Plagiarism Checker is a Python program that compares two text files and calculates the similarity score between them. It uses the cosine similarity measure and TF-IDF (term frequency-inverse document frequency) to determine the degree of similarity between the texts.
Plagiarism is a serious academic offense that can have serious consequences, such as expulsion from school or legal action. The Plagiarism Checker project is designed to help students and educators check for plagiarism in their written work. By comparing two texts, the program can detect similarities and determine if plagiarism has occurred.
The program preprocesses the texts by removing non-alphabetic characters and stop words, and stemming the words. Then, it calculates the cosine similarity score between the texts using the TF-IDF measure.

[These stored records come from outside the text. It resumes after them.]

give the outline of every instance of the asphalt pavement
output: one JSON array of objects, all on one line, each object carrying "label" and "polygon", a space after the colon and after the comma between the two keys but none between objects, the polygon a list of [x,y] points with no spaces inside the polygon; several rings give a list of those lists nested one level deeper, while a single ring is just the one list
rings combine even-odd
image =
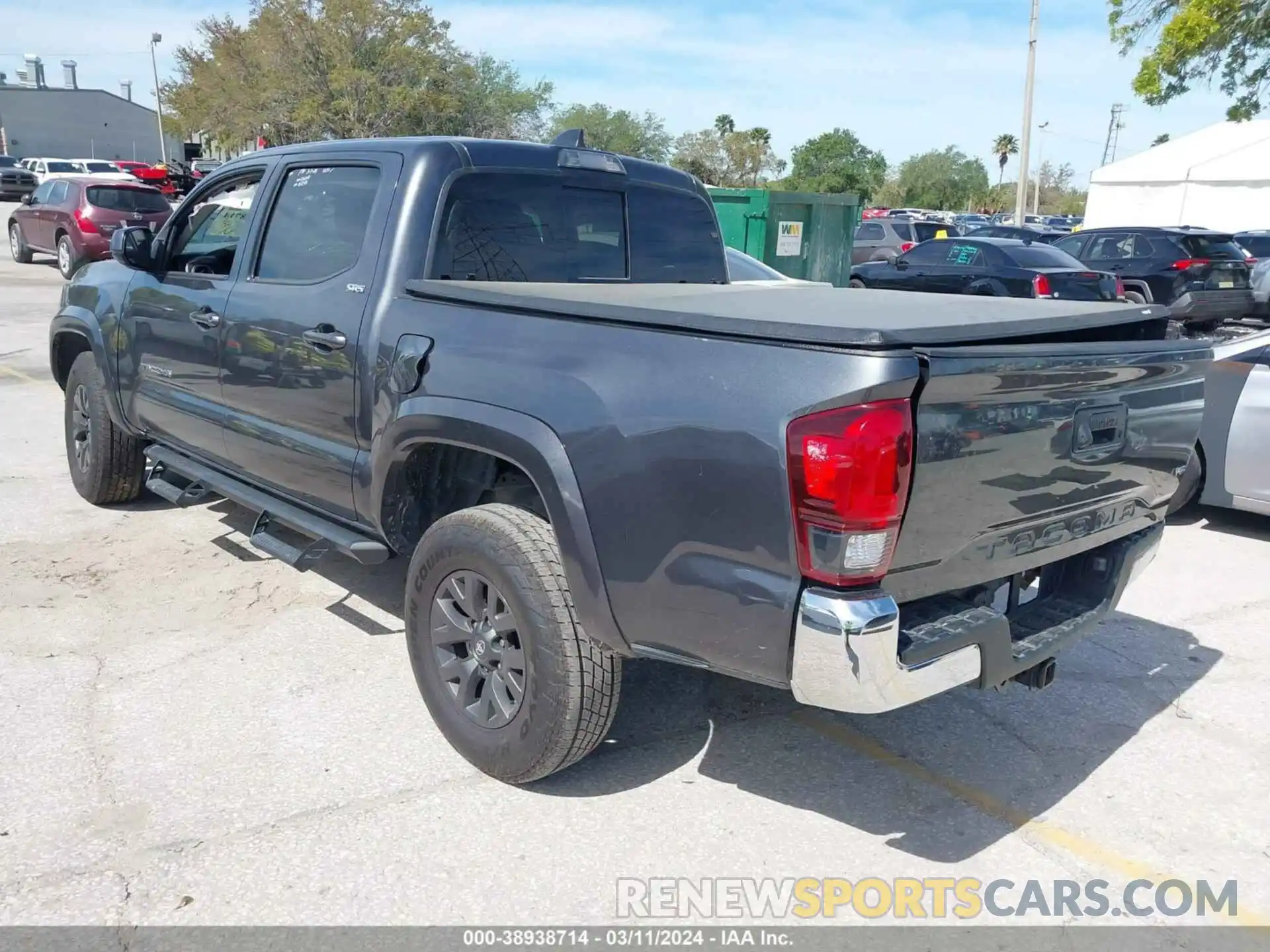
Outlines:
[{"label": "asphalt pavement", "polygon": [[602,748],[513,788],[428,717],[404,560],[75,494],[61,284],[0,260],[0,924],[599,924],[620,877],[765,876],[1236,880],[1270,922],[1270,520],[1171,526],[1046,691],[851,717],[632,663]]}]

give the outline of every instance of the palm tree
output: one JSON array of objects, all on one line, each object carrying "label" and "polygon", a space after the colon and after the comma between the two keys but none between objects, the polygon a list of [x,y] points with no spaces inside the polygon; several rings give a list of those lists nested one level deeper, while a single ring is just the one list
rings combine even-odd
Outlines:
[{"label": "palm tree", "polygon": [[1010,161],[1010,156],[1019,155],[1019,140],[1008,132],[997,136],[997,141],[992,143],[992,154],[997,156],[997,165],[1001,166],[1001,174],[997,176],[997,188],[1001,188],[1001,183],[1006,180],[1006,162]]}]

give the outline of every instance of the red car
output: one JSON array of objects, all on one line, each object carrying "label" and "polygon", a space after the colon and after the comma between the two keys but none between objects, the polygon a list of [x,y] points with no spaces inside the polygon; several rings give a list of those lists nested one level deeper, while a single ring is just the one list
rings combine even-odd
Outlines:
[{"label": "red car", "polygon": [[9,216],[9,251],[29,264],[32,254],[57,255],[57,270],[70,281],[86,261],[110,256],[110,232],[123,225],[151,231],[168,221],[171,206],[163,194],[131,184],[84,175],[48,179]]}]

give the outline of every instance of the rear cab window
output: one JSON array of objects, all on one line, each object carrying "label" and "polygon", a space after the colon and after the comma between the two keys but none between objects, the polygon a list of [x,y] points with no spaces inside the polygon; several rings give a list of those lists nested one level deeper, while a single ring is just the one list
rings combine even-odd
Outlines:
[{"label": "rear cab window", "polygon": [[698,195],[478,171],[446,195],[428,277],[447,281],[726,283],[714,211]]}]

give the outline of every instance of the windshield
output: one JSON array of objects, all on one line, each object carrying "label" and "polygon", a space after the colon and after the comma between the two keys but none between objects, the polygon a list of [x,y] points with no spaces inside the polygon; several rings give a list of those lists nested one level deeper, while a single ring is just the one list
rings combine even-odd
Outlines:
[{"label": "windshield", "polygon": [[168,212],[168,199],[142,188],[113,188],[94,185],[88,189],[88,203],[112,212]]},{"label": "windshield", "polygon": [[728,277],[732,281],[785,281],[785,275],[775,268],[751,258],[735,248],[728,250]]}]

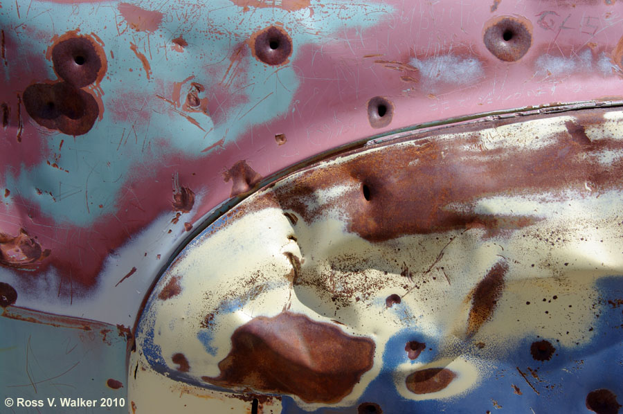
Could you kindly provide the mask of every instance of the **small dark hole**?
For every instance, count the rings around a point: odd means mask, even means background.
[[[361,186],[361,190],[363,192],[363,198],[365,199],[366,201],[370,201],[370,187],[363,184]]]
[[[379,114],[379,116],[381,118],[385,116],[385,114],[387,114],[387,106],[385,104],[381,104],[377,107],[377,112]]]
[[[502,39],[504,39],[505,42],[508,42],[511,39],[513,38],[513,32],[509,30],[504,30],[504,33],[502,33]]]

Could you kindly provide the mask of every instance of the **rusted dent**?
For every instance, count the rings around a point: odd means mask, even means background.
[[[293,394],[307,402],[334,403],[350,393],[372,368],[374,343],[329,323],[283,312],[258,316],[231,337],[232,349],[219,363],[211,384]]]
[[[583,188],[587,177],[605,190],[617,187],[617,177],[623,174],[620,164],[613,165],[604,173],[595,157],[581,156],[623,148],[621,143],[609,137],[588,145],[570,145],[565,132],[553,136],[551,145],[536,152],[497,149],[469,157],[462,148],[478,145],[478,136],[476,132],[470,136],[469,128],[462,132],[465,137],[451,144],[442,146],[425,134],[417,145],[387,146],[383,151],[369,152],[332,168],[311,170],[296,186],[276,187],[270,199],[307,222],[332,208],[339,208],[349,217],[347,230],[370,242],[468,228],[482,228],[495,235],[531,226],[541,219],[474,211],[471,205],[480,197],[534,191],[558,194],[570,186]],[[488,154],[495,156],[485,158]],[[450,173],[453,171],[462,173]],[[336,183],[365,183],[371,201],[365,200],[359,190],[347,191],[319,208],[311,208],[305,202],[314,199],[316,192]],[[457,210],[452,206],[464,208]]]
[[[532,24],[524,17],[494,17],[485,24],[483,40],[500,60],[516,62],[532,44]]]
[[[364,402],[357,407],[357,414],[383,414],[383,410],[376,403]]]
[[[448,368],[426,368],[415,371],[406,378],[407,389],[414,394],[430,394],[441,391],[456,377]]]
[[[399,305],[402,301],[399,295],[397,295],[396,294],[392,294],[387,297],[385,299],[385,306],[387,307],[391,307],[394,305]]]
[[[606,388],[590,391],[586,395],[586,408],[597,414],[617,414],[621,406],[615,393]]]
[[[123,383],[120,381],[113,379],[112,378],[108,379],[108,381],[106,381],[106,385],[114,390],[118,390],[119,388],[123,388]]]
[[[241,160],[223,173],[225,182],[231,180],[231,197],[250,191],[255,184],[262,181],[262,176],[253,170],[246,161]]]
[[[504,288],[504,276],[508,271],[505,262],[498,262],[487,272],[472,293],[471,309],[467,319],[467,336],[476,334],[490,318]]]
[[[37,240],[24,228],[17,236],[0,233],[0,264],[22,270],[36,269],[50,255],[49,249],[44,250]]]
[[[178,352],[177,354],[174,354],[172,357],[171,360],[173,361],[173,363],[177,363],[177,370],[181,372],[188,372],[190,370],[190,366],[188,365],[188,360],[186,359],[186,357],[183,354],[181,354]]]
[[[181,293],[181,287],[179,285],[179,280],[181,276],[173,276],[171,278],[165,287],[158,294],[158,298],[161,300],[170,299],[173,296],[177,296]]]
[[[190,213],[195,206],[195,192],[188,187],[179,185],[177,177],[173,179],[173,209],[182,213]]]
[[[17,300],[17,291],[9,285],[0,282],[0,307],[10,306]]]
[[[52,48],[54,71],[59,78],[77,88],[101,79],[105,71],[104,56],[101,46],[87,36],[69,37]]]
[[[368,120],[372,128],[382,128],[392,122],[394,104],[383,96],[375,96],[368,101]]]
[[[404,345],[404,350],[407,352],[409,359],[416,359],[423,350],[426,349],[426,344],[417,341],[409,341]]]
[[[24,91],[24,105],[39,125],[68,135],[82,135],[100,113],[93,96],[69,83],[37,83]]]
[[[256,59],[271,66],[287,63],[292,54],[292,39],[278,26],[271,26],[254,33],[249,39],[249,46]]]
[[[535,361],[549,361],[556,351],[549,341],[537,341],[530,345],[530,354]]]

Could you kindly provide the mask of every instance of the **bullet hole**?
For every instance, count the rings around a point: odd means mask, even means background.
[[[81,88],[91,84],[102,73],[101,48],[86,37],[70,37],[52,49],[52,63],[59,78]]]
[[[100,112],[91,94],[64,82],[29,86],[24,91],[24,105],[39,125],[75,136],[88,132]]]
[[[549,341],[537,341],[530,345],[530,354],[535,361],[549,361],[556,350]]]
[[[385,116],[385,114],[387,114],[387,107],[383,104],[379,105],[377,107],[377,112],[379,114],[379,116]]]
[[[382,96],[375,96],[368,102],[368,120],[372,128],[390,125],[394,115],[393,104]]]
[[[363,198],[365,199],[365,201],[370,201],[370,187],[368,187],[365,184],[363,184],[361,186],[361,192],[363,193]]]
[[[504,33],[502,35],[502,38],[504,39],[505,41],[508,42],[513,38],[513,33],[509,30],[505,30]]]
[[[409,341],[404,345],[404,350],[407,352],[409,359],[417,359],[425,349],[426,349],[426,344],[417,341]]]
[[[396,294],[394,294],[387,297],[387,298],[385,300],[385,305],[387,307],[391,307],[395,304],[399,305],[402,299],[400,298],[400,296],[399,295],[397,295]]]
[[[255,33],[251,42],[253,55],[271,66],[285,63],[292,54],[292,39],[282,28],[276,26]]]
[[[17,300],[17,291],[8,283],[0,282],[0,307],[10,306]]]
[[[586,408],[597,414],[616,414],[621,408],[617,396],[610,390],[590,391],[586,396]]]
[[[357,407],[357,414],[383,414],[383,410],[377,404],[364,402]]]
[[[500,17],[485,24],[483,41],[494,56],[504,62],[521,59],[532,44],[532,25],[521,17]]]

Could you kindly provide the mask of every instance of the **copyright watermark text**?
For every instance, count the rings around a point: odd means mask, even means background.
[[[124,407],[125,398],[69,398],[66,397],[48,397],[44,399],[29,399],[28,398],[4,399],[4,405],[7,407]]]

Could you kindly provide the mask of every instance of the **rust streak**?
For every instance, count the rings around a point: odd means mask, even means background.
[[[123,276],[123,278],[120,280],[119,280],[118,282],[117,282],[117,284],[115,285],[115,287],[116,287],[117,286],[118,286],[118,285],[119,285],[119,283],[121,283],[122,282],[123,282],[124,280],[125,280],[126,279],[127,279],[128,278],[129,278],[131,276],[132,276],[133,274],[134,274],[134,272],[136,272],[136,267],[132,267],[132,269],[131,271],[129,271],[127,273],[127,275],[125,275],[125,276]]]
[[[130,43],[130,48],[134,52],[134,55],[136,55],[136,57],[141,60],[141,63],[143,64],[143,69],[145,69],[145,73],[147,75],[147,79],[150,79],[152,73],[152,66],[150,65],[150,62],[147,60],[147,57],[145,57],[145,55],[138,51],[136,45],[134,43]]]

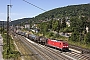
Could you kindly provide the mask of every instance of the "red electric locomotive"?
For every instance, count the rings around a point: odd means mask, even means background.
[[[58,49],[61,49],[62,51],[64,50],[69,50],[68,43],[60,40],[47,40],[47,45],[56,47]]]

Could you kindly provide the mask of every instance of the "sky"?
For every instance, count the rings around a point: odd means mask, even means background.
[[[25,1],[28,1],[35,6],[38,6],[43,10],[32,6]],[[10,7],[10,20],[17,20],[21,18],[31,18],[35,17],[46,11],[64,7],[68,5],[78,5],[90,3],[90,0],[0,0],[0,21],[7,21],[7,5],[12,5]]]

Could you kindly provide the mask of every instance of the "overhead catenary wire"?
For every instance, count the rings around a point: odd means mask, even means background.
[[[44,10],[44,9],[42,9],[42,8],[40,8],[40,7],[34,5],[34,4],[32,4],[32,3],[30,3],[30,2],[28,2],[26,0],[23,0],[23,1],[26,2],[26,3],[28,3],[28,4],[30,4],[30,5],[32,5],[32,6],[34,6],[34,7],[36,7],[36,8],[38,8],[38,9],[40,9],[40,10],[46,11],[46,10]]]

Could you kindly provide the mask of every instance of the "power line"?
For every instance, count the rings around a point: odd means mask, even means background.
[[[42,9],[42,8],[40,8],[40,7],[34,5],[34,4],[32,4],[32,3],[30,3],[30,2],[28,2],[26,0],[23,0],[23,1],[26,2],[26,3],[28,3],[28,4],[30,4],[30,5],[32,5],[32,6],[34,6],[34,7],[36,7],[36,8],[38,8],[38,9],[40,9],[40,10],[46,11],[46,10],[44,10],[44,9]]]

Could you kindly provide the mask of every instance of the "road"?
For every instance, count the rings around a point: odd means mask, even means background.
[[[3,56],[2,56],[2,51],[3,51],[3,38],[1,37],[0,34],[0,60],[3,60]]]

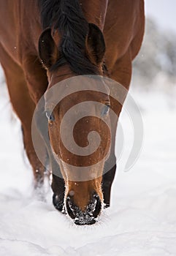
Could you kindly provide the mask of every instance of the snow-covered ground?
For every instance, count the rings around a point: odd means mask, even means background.
[[[1,256],[176,255],[176,107],[174,97],[132,91],[141,109],[142,151],[129,172],[113,184],[112,206],[92,226],[77,227],[32,189],[32,172],[24,157],[19,123],[0,94]],[[136,89],[137,90],[137,89]],[[171,94],[173,96],[173,94]],[[121,123],[126,124],[126,115]],[[131,132],[125,134],[123,158]]]

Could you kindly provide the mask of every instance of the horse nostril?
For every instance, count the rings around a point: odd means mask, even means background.
[[[93,193],[85,211],[74,205],[73,197],[68,195],[66,199],[68,214],[74,219],[76,225],[92,225],[96,223],[96,218],[102,209],[102,202],[97,193]]]

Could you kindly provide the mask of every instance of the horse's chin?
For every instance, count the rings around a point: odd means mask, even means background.
[[[93,195],[93,199],[90,201],[84,211],[75,206],[69,197],[67,197],[66,200],[67,214],[74,219],[74,222],[77,225],[95,224],[102,211],[102,203],[97,194]]]

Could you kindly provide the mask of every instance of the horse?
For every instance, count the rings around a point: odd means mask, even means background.
[[[144,0],[1,0],[0,17],[0,61],[13,110],[21,122],[24,148],[37,188],[43,184],[46,168],[32,142],[36,106],[56,84],[79,75],[107,76],[129,90],[132,61],[144,34]],[[119,116],[122,105],[111,102],[108,90],[103,83],[102,86],[103,93],[95,94],[90,88],[86,93],[70,94],[52,113],[48,109],[42,111],[46,111],[51,145],[48,149],[44,143],[42,150],[52,163],[53,203],[59,211],[65,208],[76,225],[94,224],[103,207],[110,205],[116,170],[115,132],[105,132],[96,118],[76,125],[74,140],[82,147],[87,146],[90,131],[101,133],[102,150],[90,159],[90,166],[108,152],[115,165],[104,174],[105,159],[98,168],[90,167],[91,173],[99,173],[95,178],[75,181],[71,165],[66,167],[60,161],[62,156],[66,161],[72,157],[61,143],[58,127],[66,110],[82,101],[98,101],[104,105],[101,111],[104,116],[108,116],[110,106]],[[47,97],[45,99],[46,105]],[[110,121],[115,131],[118,118]],[[77,157],[74,165],[85,166],[85,157]]]

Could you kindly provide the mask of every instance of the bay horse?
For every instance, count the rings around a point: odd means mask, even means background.
[[[0,17],[0,61],[10,101],[21,121],[24,147],[37,187],[43,183],[45,168],[34,148],[31,121],[40,98],[57,83],[80,75],[107,75],[128,90],[131,62],[140,49],[144,34],[144,1],[1,0]],[[79,102],[80,97],[86,101],[93,99],[94,94],[91,91],[83,96],[75,94],[74,99],[65,100],[52,113],[47,113],[53,152],[47,152],[44,147],[45,155],[64,154],[57,127],[64,109],[71,108],[72,102]],[[107,108],[115,104],[108,93],[99,94],[96,98],[105,105],[108,115]],[[119,116],[122,105],[112,107]],[[118,119],[110,121],[116,130]],[[83,131],[86,130],[87,135],[93,129],[102,132],[102,154],[110,151],[115,162],[115,132],[109,145],[110,135],[103,132],[99,122],[78,125],[75,140],[83,144],[85,136]],[[83,161],[78,158],[77,164],[81,166]],[[102,165],[94,170],[102,173],[100,176],[75,182],[68,178],[70,170],[59,162],[52,162],[56,208],[61,211],[65,206],[77,225],[95,223],[104,204],[110,206],[116,165],[104,175]],[[53,169],[64,178],[55,175]]]

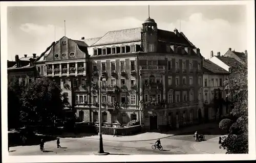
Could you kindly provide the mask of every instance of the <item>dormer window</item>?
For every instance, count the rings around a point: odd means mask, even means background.
[[[71,52],[69,53],[69,56],[71,57],[73,57],[75,56],[75,53],[74,52]]]
[[[155,51],[155,45],[153,44],[150,44],[150,52],[154,52]]]
[[[121,47],[121,53],[125,53],[125,46]]]
[[[58,54],[58,53],[57,53],[57,54],[55,54],[54,56],[54,58],[55,58],[57,59],[57,58],[59,58],[59,54]]]
[[[131,49],[132,50],[131,52],[136,51],[135,47],[136,47],[135,45],[132,45],[132,46],[131,46]]]
[[[116,47],[113,47],[111,48],[111,51],[112,51],[112,54],[115,54],[116,52]]]
[[[102,49],[102,55],[105,55],[106,54],[106,49]]]
[[[98,55],[98,50],[97,49],[94,49],[93,50],[93,56],[97,56]]]
[[[98,56],[101,55],[102,54],[102,51],[101,48],[98,49]]]

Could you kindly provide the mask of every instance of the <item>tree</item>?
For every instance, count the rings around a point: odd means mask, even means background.
[[[22,94],[23,120],[42,126],[52,125],[63,118],[61,89],[55,82],[43,77],[28,85]]]
[[[20,100],[23,87],[19,85],[18,79],[14,77],[8,84],[8,129],[18,127],[19,112],[22,105]]]
[[[225,81],[225,89],[233,106],[230,114],[237,120],[230,127],[221,147],[226,153],[248,153],[248,82],[247,56],[244,63],[235,63],[231,74]]]

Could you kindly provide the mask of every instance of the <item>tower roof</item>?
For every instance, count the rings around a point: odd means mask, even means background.
[[[146,20],[145,20],[145,21],[144,22],[144,23],[146,23],[148,22],[151,22],[151,23],[156,23],[156,22],[155,21],[155,20],[151,18],[150,17],[148,17],[147,19],[146,19]]]

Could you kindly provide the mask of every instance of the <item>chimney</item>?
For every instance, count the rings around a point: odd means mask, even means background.
[[[246,54],[246,55],[248,55],[247,50],[244,50],[244,53]]]
[[[18,59],[18,55],[15,55],[15,61],[16,61],[16,67],[19,67],[19,60]]]
[[[175,34],[175,35],[176,35],[177,36],[179,36],[179,31],[178,31],[177,29],[174,29],[174,32]]]
[[[210,58],[214,57],[214,51],[211,50],[210,51]]]
[[[221,52],[220,51],[218,51],[217,52],[217,55],[218,55],[218,57],[221,57]]]
[[[198,56],[199,56],[200,55],[200,49],[199,48],[197,49],[197,55]]]

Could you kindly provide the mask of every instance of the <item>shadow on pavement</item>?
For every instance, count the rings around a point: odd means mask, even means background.
[[[109,155],[130,155],[128,154],[117,154],[117,153],[110,153]]]
[[[53,152],[53,151],[45,150],[45,151],[44,151],[44,152]]]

If the similarity score is above a certain threshold (0.8 by default), the program considers the texts to be highly similar and reports a potential case of plagiarism.
- Clone the repository or download the ZIP file.
- Install the required packages by running the command
pip install -r requirements.txt
. - Run the program by running the command
plagiarism_checker.py
. - Follow the prompts to enter the file paths of the texts to be checked.
To use the Plagiarism Checker, follow these steps:
- Open the command prompt or terminal and navigate to the directory where the program is saved.
- Run the command
plagiarism_checker.py
. - Enter the file paths of the texts to be checked when prompted.
- Read the report generated by the program, which indicates the similarity score and whether the texts are similar or not.
The Plagiarism Checker project was developed by GitProSolutions as a project for Plagiarism Checker. It uses the following third-party libraries:
- nltk
- scikit-learn
The Plagiarism Checker project is licensed under the MIT License. See the LICENSE
file for more details.